Anche sul contrasto al razzismo non rimane che una bella scatola con il fiocco da esibire, vuota. Il dipartimento nel 2021 pubblicò un bando rivolto ad associazioni ed enti operanti nel campo della prevenzione e del contrasto alle discriminazioni etnico-razziali per definire il Piano nazionale di azione contro il razzismo, la xenofobia e l’intolleranza 2021-2025.

Più di 120 adesioni, più di sessanta contributi che riguardavano le principali sfide, i fabbisogni specifici e le possibili risposte strategiche da proporre sia in relazione alle misure di prevenzione e contrasto delle discriminazioni etnico-“razziali” sia in relazione alle misure di promozione del principio della parità di trattamento. Di tutto questo resta una bozza nascosta all’occhio del governo, che parla liberamente di sostituzione etnica e invasione.
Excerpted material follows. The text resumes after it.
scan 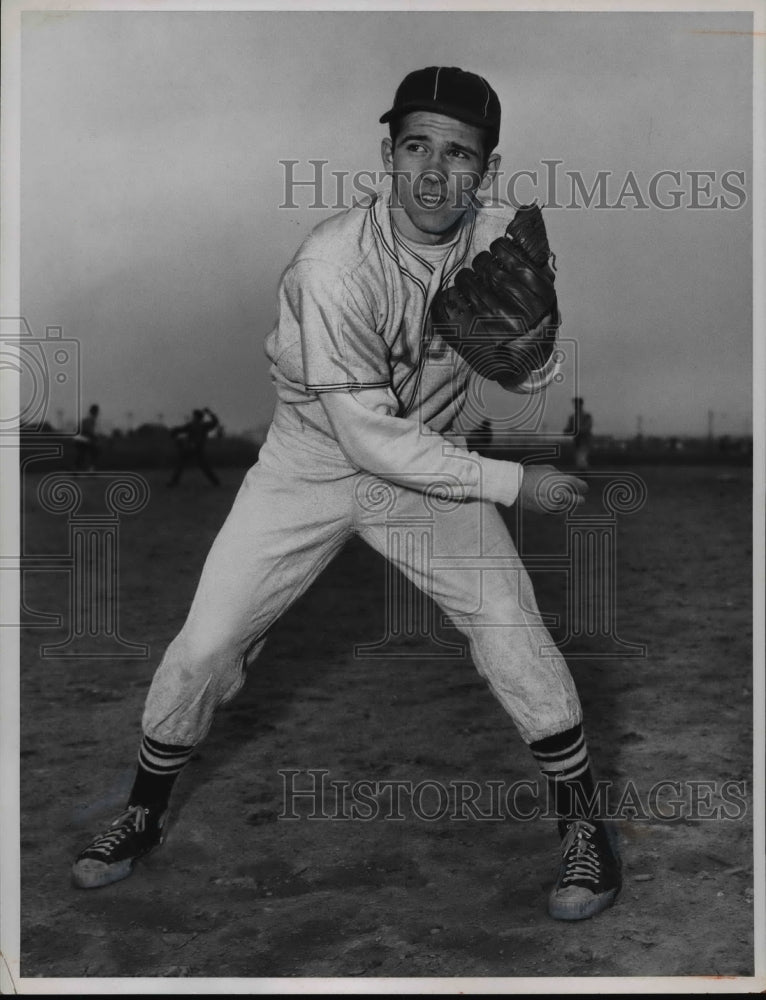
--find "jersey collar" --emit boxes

Paralisi anche sul progetto Fami, il “Fondo asilo migrazione e integrazione”, in parte italiano, in parte europeo, sulle persone immigrate, che consente di finanziare corsi lingue, accoglienza e integrazione. Il dipartimento si limita così a raccogliere gli episodi di discriminazione attraverso un monitoraggio dei media, per poi pubblicare ogni anno un report con dati che non sempre rispecchiano il fenomeno, ma certo lo fotografano.

C’è poi un valzer di antiche amicizie che ritornano. Per capirlo basta analizzare i bandi della manifestazione voluta dal direttore Peradotto sulle città inclusive Irca con la Rete europea delle città contro il razzismo (Eccar), realizzata nella settimana contro il razzismo tra il 18 e il 24 marzo.

Tra i consiglieri Unar c’è una vecchia conoscenza di Peradotto: Benedetto Zacchiroli, già seminarista, ex girotondino, ex cofferatiano, «teologo e gay», come ebbe a sintetizzare nel giorno del suo coming out, ma soprattutto ex consigliere personale di Renzi. Oggi è lui il presidente di Eccar. Assunto con contratto di un anno dalla ministra Roccella con un compenso lordo di cinquantamila euro annui. Tessere di un mosaico che si ricompone, in un gioco di potere trasversale.